In some embodiments, the patient is a hypometabolizing group of cytochrome P450 2D6 (CYP2D6). In certain embodiments, the patient has a CYP2D6 hypometabolism group genotype. In certain embodiments, the CYP2D6 hypometabolism group genotype is selected from the CYP2D6G1846A genotype or the CYP2D6C100T genotype. In certain embodiments, the CYP2D6 hypometabolism group genotype is one of the CYP2D6G1846A (AA) genotype or the CYP2D6G1846A (AG) genotype. In certain embodiments, the CYP2D6 hypometabolism group genotype is the CYP2D6G1846A (AA) genotype. In certain embodiments, the CYP2D6 hypometabolism group genotype is one of the CYP2D6C100T (TT) genotype or the CYP2D6C100T (CT) genotype. In certain embodiments, the CYP2D6 hypometabolism group genotype is the CYP2D6C100T (TT) genotype. In some embodiments, patients with the CYP2D6 hypometabolism group genotype receive about 40 mg of valbenazine free base once daily.

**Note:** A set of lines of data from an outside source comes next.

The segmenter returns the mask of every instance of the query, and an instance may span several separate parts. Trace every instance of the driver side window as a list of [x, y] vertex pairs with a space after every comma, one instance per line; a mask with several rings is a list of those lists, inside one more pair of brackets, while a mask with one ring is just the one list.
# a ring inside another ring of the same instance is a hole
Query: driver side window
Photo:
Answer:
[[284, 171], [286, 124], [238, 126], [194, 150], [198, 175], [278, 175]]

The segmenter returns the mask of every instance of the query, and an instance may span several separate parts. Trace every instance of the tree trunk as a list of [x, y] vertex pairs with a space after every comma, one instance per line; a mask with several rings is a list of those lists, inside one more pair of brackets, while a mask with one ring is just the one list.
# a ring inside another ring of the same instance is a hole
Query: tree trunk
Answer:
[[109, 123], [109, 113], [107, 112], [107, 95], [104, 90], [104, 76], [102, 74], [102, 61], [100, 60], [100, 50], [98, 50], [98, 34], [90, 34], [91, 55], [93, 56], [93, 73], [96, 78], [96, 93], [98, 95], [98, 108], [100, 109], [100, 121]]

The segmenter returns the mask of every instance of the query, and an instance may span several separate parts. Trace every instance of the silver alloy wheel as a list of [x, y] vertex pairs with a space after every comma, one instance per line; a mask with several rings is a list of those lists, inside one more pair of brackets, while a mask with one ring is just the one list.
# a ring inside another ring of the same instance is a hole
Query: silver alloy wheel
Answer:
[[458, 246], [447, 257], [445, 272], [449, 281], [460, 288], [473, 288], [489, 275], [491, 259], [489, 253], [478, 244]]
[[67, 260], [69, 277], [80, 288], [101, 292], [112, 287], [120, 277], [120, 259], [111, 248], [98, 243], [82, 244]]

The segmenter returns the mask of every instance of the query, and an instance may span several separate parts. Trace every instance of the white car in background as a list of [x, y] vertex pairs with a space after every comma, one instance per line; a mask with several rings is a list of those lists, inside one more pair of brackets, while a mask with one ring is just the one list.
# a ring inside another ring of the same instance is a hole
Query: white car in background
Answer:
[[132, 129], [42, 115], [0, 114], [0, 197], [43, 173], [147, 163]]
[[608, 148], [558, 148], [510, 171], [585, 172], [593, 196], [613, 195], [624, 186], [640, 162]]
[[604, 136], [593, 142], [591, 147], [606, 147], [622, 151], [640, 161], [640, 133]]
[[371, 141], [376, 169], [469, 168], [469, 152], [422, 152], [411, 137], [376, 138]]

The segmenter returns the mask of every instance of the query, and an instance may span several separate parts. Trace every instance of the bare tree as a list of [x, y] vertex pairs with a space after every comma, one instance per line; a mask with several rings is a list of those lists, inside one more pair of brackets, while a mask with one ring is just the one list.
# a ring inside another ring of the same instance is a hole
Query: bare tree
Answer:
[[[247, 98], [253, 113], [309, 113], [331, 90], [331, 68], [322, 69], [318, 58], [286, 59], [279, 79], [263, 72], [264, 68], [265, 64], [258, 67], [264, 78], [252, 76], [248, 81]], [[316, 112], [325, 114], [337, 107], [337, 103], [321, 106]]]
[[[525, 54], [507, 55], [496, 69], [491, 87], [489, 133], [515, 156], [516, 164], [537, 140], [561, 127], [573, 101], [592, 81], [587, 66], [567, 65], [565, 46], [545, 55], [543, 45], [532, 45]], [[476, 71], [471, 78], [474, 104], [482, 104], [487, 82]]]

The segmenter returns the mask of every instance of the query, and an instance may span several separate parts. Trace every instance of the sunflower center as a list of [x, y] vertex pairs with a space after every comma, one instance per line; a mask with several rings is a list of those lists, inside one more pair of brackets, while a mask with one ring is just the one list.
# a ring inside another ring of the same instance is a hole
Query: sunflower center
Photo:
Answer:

In some embodiments, administration to patients in the low metabolism group of CYP2D6 is (+)-α-3-isobutyl-9,10-dimethoxy-1,3,4,6,7,11b-hexahydro-. 2H-Pirido [2,1-a] results in increased exposure to isoquinoline-2-ol. In some embodiments, administration to a patient in the low metabolism group of CYP2D6 results in an increased risk of one or more clinically significant Parkinson-like signs or symptoms. In some embodiments, administration to a patient in the low metabolism group of CYP2D6 results in a patient QT interval prolongation. In certain embodiments, the therapeutically effective amount is less than the amount administered to patients who are not in the CYP2D6 hypometabolism group. In certain embodiments, the therapeutically effective amount is the same as the amount administered to a patient who is not in the CYP2D6 hypometabolism group.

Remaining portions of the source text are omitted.